“Amo-te” em dia de São Valentim
O comércio foi invadido por uma onda de corações, por conta do dia de São Valentim. Pobre do santo! É roupa interior, bonecos de peluche, canecas e outros objectos decorados com corações, alguns com diabinhos e mensagens, supostamente atrevidas, que convidam ao encontro, exageram nas palavras e servem de suporte para dizer: gosto de ti, amo-te, I love you!
Poderá não ser necessário um dia dedicado ao namoro, à paixão e aos apaixonados, mas é evidente que os casais precisam de encontros, intimidade e partilha. Apanhados nas vagas de uma sociedade que absorve o tempo necessário para construir o “nós”, há quem desista da relação a dois, por achar que esta destrói o seu “eu”. Em 2009 foram 789 os divórcios nos Açores, num ano em que se realizaram 1207 casamentos e a taxa de divórcio atingiu 3,2‰, a mais elevada do país.
Talvez não haja uma correlação directa entre falta de comunicação no namoro e risco acrescido de divórcio, mas este quase sempre resulta de um afastamento progressivo no casal. Alguns até namoraram durante muito tempo, anos, mas dão por si a viver como dois estranhos.
Namorar é dar tempo para conhecer e descobrir alguém, com quem é possível antecipar cenários, partilhar dificuldades e pensar nos desafios que se colocam, quando se vive a dois.
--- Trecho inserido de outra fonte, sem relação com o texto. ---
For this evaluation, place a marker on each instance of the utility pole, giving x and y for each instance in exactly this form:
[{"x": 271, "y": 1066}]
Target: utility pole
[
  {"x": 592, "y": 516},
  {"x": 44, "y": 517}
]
Namorar, é mais do que manifestações de carinho, nem sempre verdadeiras e superficiais, mas implica revelar fragilidades e aprender a reconhecer o que torna uma pessoa amorável, diferente. Namorar é deixar-se cativar por essa diferença.
Oferecer almofadinhas de peluche ou flores embrulhadas em celofane com corações, são gestos simpáticos, mas que podem mascarar o essencial que constrói um casal. Quem insistir nesse registo cor-de-rosa, muito provavelmente está a perder muitas oportunidades para conhecer a pessoa com quem namora. O mais certo é que será incapaz de permanecer nessa relação, quando confrontado com uma doença, faltas de dinheiro, desentendimentos ou outras dificuldades.
O namoro também é um tempo para se aprender a amar o lado sombra do outro, conhecer e compreender os defeitos da pessoa com quem se namora.
Namorar é aprender a ceder do eu, para construir um par; é descobrir-se como pessoa através da relação a dois; sentir-se feliz por partilhar erros e sucessos do quotidiano com alguém e ser capaz de sonhar um projecto de vida comum. Quando a relação a dois não integra estes ingredientes, o mais certo é falhar e romper, perante uma dificuldade maior. Não será por acaso que um terço dos divórcios acontece nos primeiros cinco anos de casamento e que quase metade acontece antes dos nove anos de vida conjugal.
Se falhar a comunicação sincera e verdadeira no namoro, de que vale dizer “amo-te”, numa almofadinha vermelha ou num peluche sorridente, em dia de São Valentim?